Even the cabin testing is engineered, not guessed. Airbus flight-test engineers have workstations on Qantas’ A350-1000 ULR for the certification campaign, and the galley system simulation includes “dummy” passengers to replicate real body heat and monitor cabin temperature. Qantas is not treating passenger wellbeing as a nice-to-have either. The core rationale is based on Qantas’ years of research into how ultra-long flights affect passenger movement, sleep, and alertness, and the cabin plan leans into science and circadian rhythm with 12 lighting scenes, including “Sunrise,” “Sunset,” and “Awake,” to help passengers adjust to destination time zones and mitigate jet lag.
On board, the product is built for low density and premium-heavy yield. Qantas’ ULR fleet is planned with a low-density cabin featuring 238 seats, far fewer than the roughly 400 passengers a typical A350-1000 variant can accommodate. Seats are split across four cabins: six in first class, 52 in business class, 40 in premium economy, and 140 in regular coach. First class is expected to be highly priced and features a sliding door, a separate recliner and 80-inch bed, a full-length wardrobe, and space for two people to chat or dine together, effectively acting like a mini hotel room. Business class is also suite-style with a door and lie-flat beds, while premium economy includes leg and footrests and winged headrests. Qantas says economy class will offer more legroom than on any of its other planes.
Crucially for the competitive map, this aircraft is positioned to eliminate Qantas’ current one-stop routing to London and cut travel time by four hours. The implications are immediate. Qantas’ planned nonstop also targets a record holder: it would dethrone Singapore Airlines’ current world’s longest flight between Singapore and New York, which takes 19 hours and covers about 9,500 miles. Project Sunrise is expected to open new market opportunities by attracting premium leisure and business travelers willing to pay for the convenience of these new nonstop flights. But exclusivity has a cost structure: the report notes flyers will likely pay a premium because of lower capacity, higher fuel and crew expenses, and the aircraft’s exclusivity on the nonstop route.
None of this comes on schedule. Project Sunrise is about five years behind schedule due to a mix of COVID-related constraints, the complexity of the A350 redesign, defects on the plane’s Rolls-Royce Trent XWB-97 engines, and supply chain bottlenecks. Qantas isn’t just launching a flight; it’s trying to time a market moment after years of delays, training, and rework. The carrier is training more than 360 pilots and 1,200 flight attendants for a planned fleet of 12 Project Sunrise A350-1000ULRs. And there is a narrative link too: the name nods to the airline’s “double sunrise” route from more than 80 years ago, when Australia and England were connected via several stops over multiple days during World War II.
For executives watching this, the second-order question is simple: can premium demand pay for a radically different flying product often enough to justify the operating and capital intensity?
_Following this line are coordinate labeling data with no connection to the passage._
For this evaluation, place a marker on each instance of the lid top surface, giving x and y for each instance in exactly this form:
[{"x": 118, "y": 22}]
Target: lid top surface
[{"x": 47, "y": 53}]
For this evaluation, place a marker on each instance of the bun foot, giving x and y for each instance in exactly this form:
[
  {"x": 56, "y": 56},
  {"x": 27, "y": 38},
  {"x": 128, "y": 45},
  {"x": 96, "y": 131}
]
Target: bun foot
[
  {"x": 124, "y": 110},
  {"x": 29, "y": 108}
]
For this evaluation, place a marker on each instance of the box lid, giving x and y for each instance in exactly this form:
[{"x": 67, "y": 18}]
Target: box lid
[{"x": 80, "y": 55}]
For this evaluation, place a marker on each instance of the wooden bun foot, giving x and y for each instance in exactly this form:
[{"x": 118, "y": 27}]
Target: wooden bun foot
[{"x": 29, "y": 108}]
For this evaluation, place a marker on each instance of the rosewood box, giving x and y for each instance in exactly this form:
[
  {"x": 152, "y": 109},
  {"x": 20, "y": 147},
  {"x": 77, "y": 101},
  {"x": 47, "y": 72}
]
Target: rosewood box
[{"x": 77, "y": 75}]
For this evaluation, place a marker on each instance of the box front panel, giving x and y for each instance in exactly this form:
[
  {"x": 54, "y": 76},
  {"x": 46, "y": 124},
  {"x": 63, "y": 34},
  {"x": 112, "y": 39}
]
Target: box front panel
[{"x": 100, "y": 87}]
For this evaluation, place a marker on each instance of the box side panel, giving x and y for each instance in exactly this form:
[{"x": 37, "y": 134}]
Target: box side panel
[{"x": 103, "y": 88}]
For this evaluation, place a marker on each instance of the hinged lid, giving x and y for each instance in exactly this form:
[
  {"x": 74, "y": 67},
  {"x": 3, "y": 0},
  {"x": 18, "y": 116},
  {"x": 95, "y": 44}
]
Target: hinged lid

If Qantas successfully commercializes a 22-hour nonstop with a science-backed cabin and certification-complete aircraft, it pressures rivals to rethink how they compete on time, comfort, and yield. The plane is the headline. The real move is whether Qantas can turn that one nonstop route into a repeatable strategy across other international destinations, with Qantas’ second Project Sunrise city, New York, planned next year alongside additional announcements.